いやいや、彼女との未来って、あいつ林田りんだから。
未来もくそもない。
ん?林田りんはあの子だから、未来はないと困るわけで、でも林田りんだから、えっと……。
混乱の極地に至り再度洗面台の方へと視線をやれば慶がふんぞり返ってドヤ顔をしている。
……あいつ、最初から知ってやがったな。
なんて意地の悪いやつだ。
りんはその慶の前ですでに縁なしの眼鏡を装着してこぼれた涙を拭いていた。
それを見て倖は一気に脱力する。
……何で眼鏡かけただけで、あそこまで顔変わるんだ。
充血してしまった左目を鏡で確認しているりんは、打って変わってしょぼい目ん玉の下瞼を引っ張って眼球を確認していた。
引っ張ったところで先程の、あの大きくて可愛い瞳には欠片も及ばないが。
赤い目で振り返ったりんは、例えようもなくいつものりんだった。
へらりと笑って、終わりました、と口パクで伝えてくるりんに、ぎこちなく右手を少しだけあげる。
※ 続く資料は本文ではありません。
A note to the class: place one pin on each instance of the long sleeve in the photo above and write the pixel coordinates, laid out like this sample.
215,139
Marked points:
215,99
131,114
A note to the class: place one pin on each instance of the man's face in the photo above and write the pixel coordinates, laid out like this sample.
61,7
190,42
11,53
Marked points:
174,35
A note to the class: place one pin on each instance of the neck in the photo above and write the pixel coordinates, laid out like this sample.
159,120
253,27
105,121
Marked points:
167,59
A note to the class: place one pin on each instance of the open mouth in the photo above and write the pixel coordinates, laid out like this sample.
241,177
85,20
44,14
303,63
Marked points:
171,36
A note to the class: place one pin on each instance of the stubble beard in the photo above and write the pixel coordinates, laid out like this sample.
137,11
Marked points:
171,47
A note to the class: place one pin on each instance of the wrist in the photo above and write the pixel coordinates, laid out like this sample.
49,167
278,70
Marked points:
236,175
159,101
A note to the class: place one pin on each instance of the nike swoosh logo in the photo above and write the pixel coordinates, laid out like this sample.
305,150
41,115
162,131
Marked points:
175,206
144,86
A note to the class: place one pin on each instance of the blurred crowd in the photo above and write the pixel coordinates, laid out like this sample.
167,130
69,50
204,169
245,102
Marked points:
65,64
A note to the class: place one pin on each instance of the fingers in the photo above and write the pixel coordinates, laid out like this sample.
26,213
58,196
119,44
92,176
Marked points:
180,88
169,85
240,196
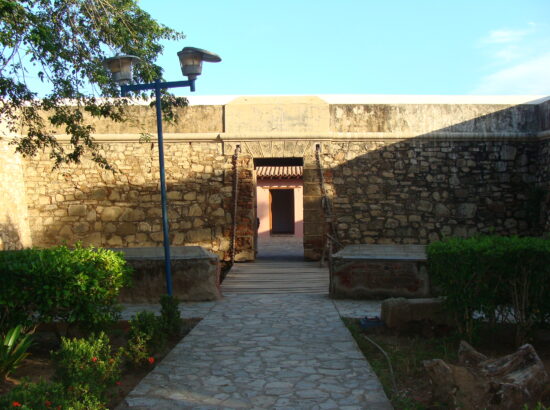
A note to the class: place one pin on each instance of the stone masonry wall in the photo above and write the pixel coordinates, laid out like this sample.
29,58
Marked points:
544,183
14,228
396,173
544,163
84,203
418,190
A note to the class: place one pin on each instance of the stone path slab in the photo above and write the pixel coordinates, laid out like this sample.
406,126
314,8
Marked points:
262,352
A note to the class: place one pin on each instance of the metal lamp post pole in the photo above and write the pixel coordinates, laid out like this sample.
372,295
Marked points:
158,86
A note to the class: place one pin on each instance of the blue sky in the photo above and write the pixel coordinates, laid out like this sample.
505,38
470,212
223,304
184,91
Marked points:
363,46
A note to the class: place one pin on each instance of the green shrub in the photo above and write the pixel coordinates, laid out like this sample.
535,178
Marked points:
500,278
48,395
136,350
76,286
13,349
145,338
170,315
87,365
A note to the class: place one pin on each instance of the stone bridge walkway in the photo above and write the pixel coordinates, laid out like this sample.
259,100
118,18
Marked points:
264,351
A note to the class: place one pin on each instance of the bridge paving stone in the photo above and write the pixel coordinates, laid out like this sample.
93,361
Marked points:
258,351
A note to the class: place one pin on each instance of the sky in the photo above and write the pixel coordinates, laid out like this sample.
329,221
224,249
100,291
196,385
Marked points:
306,47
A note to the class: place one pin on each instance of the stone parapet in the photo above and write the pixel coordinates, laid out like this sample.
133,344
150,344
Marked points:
195,274
375,271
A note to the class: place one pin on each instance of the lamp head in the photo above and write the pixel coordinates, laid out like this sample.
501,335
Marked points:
121,67
191,59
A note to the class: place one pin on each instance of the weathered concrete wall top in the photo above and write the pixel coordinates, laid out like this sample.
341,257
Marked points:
544,114
250,115
309,117
425,118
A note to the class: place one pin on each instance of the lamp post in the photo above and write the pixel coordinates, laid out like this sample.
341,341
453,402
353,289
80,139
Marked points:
121,67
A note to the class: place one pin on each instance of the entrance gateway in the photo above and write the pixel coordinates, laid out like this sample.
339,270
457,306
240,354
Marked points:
279,205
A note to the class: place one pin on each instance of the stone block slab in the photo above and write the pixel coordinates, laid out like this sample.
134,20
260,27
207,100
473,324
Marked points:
375,271
398,312
195,274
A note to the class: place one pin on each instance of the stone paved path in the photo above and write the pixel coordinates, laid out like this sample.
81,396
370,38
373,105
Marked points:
265,351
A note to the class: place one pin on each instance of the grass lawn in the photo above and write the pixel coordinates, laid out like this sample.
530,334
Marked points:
408,349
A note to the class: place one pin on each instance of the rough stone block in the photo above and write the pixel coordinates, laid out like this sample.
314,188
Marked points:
77,210
398,312
373,271
195,274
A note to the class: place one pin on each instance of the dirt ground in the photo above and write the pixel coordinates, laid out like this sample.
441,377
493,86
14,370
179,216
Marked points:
409,347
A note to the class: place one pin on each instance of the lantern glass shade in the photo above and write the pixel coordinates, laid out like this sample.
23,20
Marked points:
121,67
191,59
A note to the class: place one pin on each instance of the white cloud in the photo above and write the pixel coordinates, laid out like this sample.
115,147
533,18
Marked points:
506,36
528,77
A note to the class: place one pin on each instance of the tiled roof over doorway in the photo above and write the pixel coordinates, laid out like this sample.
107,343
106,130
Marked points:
278,172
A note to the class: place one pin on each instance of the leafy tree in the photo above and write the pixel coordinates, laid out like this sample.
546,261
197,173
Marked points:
64,42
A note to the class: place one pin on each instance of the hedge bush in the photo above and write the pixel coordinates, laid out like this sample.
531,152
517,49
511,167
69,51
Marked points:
88,365
45,395
76,286
497,278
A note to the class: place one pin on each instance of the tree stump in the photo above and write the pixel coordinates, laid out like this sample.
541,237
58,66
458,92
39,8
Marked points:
477,382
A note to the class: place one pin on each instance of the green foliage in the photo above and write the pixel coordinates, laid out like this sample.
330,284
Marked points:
170,315
48,395
74,286
87,365
500,278
145,338
538,406
13,350
406,356
136,350
63,44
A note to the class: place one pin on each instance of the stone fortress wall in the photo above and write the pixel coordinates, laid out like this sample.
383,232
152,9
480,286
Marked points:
544,161
408,171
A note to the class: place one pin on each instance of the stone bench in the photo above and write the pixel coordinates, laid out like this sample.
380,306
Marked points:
195,274
377,271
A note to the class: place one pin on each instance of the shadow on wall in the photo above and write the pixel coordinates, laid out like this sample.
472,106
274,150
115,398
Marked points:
130,216
10,237
450,182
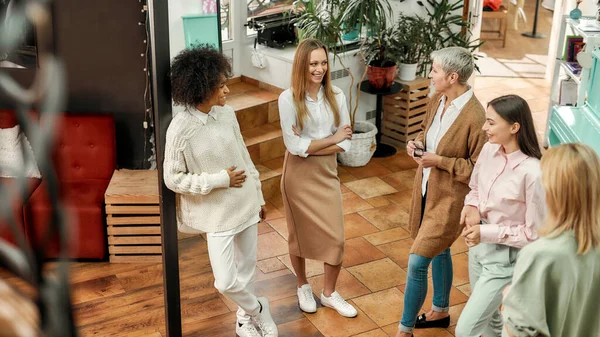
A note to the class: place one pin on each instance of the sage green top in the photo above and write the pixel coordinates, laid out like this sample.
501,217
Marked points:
554,292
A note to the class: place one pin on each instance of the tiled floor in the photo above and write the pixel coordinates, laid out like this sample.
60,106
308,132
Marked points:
376,201
127,300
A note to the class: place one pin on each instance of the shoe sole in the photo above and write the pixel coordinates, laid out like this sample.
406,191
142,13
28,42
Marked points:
308,312
325,305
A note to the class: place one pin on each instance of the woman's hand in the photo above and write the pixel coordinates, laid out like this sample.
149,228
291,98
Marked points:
263,213
472,235
469,216
296,131
430,160
343,133
236,178
411,146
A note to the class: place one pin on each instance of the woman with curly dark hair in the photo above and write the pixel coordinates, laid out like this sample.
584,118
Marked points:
206,162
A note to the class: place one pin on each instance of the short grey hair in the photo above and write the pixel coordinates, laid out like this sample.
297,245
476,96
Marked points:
455,60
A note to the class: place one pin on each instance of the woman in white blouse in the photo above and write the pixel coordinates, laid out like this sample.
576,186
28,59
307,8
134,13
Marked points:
315,125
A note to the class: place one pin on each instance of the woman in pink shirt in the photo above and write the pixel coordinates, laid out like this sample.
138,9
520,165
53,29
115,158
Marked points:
502,211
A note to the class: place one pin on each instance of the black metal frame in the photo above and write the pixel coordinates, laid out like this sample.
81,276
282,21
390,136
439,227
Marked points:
47,94
161,92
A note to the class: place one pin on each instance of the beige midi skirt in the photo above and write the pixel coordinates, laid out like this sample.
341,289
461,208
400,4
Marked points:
312,198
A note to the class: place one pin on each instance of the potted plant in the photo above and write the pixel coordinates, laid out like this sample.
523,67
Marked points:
409,38
445,28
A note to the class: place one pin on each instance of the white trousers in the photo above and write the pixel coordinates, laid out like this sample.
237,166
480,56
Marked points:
233,261
490,271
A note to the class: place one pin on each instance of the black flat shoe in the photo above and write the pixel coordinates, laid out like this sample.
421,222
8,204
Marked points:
423,323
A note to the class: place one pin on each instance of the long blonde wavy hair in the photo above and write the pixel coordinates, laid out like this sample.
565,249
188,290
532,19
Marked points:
301,79
571,177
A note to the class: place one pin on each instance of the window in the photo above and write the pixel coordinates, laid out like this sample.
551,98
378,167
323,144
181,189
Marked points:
266,7
226,32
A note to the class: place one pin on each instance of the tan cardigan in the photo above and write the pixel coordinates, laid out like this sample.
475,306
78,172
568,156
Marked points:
448,182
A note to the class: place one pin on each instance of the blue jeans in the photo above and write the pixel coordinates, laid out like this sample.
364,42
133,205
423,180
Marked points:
416,286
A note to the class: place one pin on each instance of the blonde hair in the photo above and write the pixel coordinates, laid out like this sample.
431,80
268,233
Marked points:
571,177
300,80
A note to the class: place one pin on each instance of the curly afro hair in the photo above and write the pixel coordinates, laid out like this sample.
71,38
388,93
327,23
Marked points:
196,74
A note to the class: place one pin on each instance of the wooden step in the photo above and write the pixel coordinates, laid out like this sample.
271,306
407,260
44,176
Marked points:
265,142
269,180
253,106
笑えばいいのか、いつもみたいにぶすくれていればいいのか、どうすればいいのか。
ただ今の自分の状況としては、この動揺を一切りんに知られたくなかったので、必死に無表情を装う。
無表情に、なっててほしい。
慶に何やら話しかけているりんを見ながら、倖はまた柱に頭をつけた。
『だって、もう可能性としてはそれくらいしかなくね?
眼鏡とったら、美少女系ってやつ。』
『君知らなかったの?
そこら辺のアイドルなんか目じゃないよ、あの子。』
柴田と佐藤の声が重なり、脳内で再生される。
同時に、ほらな!とふんぞり返るだろう柴田の姿も。きっと佐藤ですら得意気に倖を見下すに違いない。
あぁ、だけど、柴田にだけは、言いたくない。
りんと慶の話し声を遠くに聞きながら、倖は渋面で目をつぶったのだった。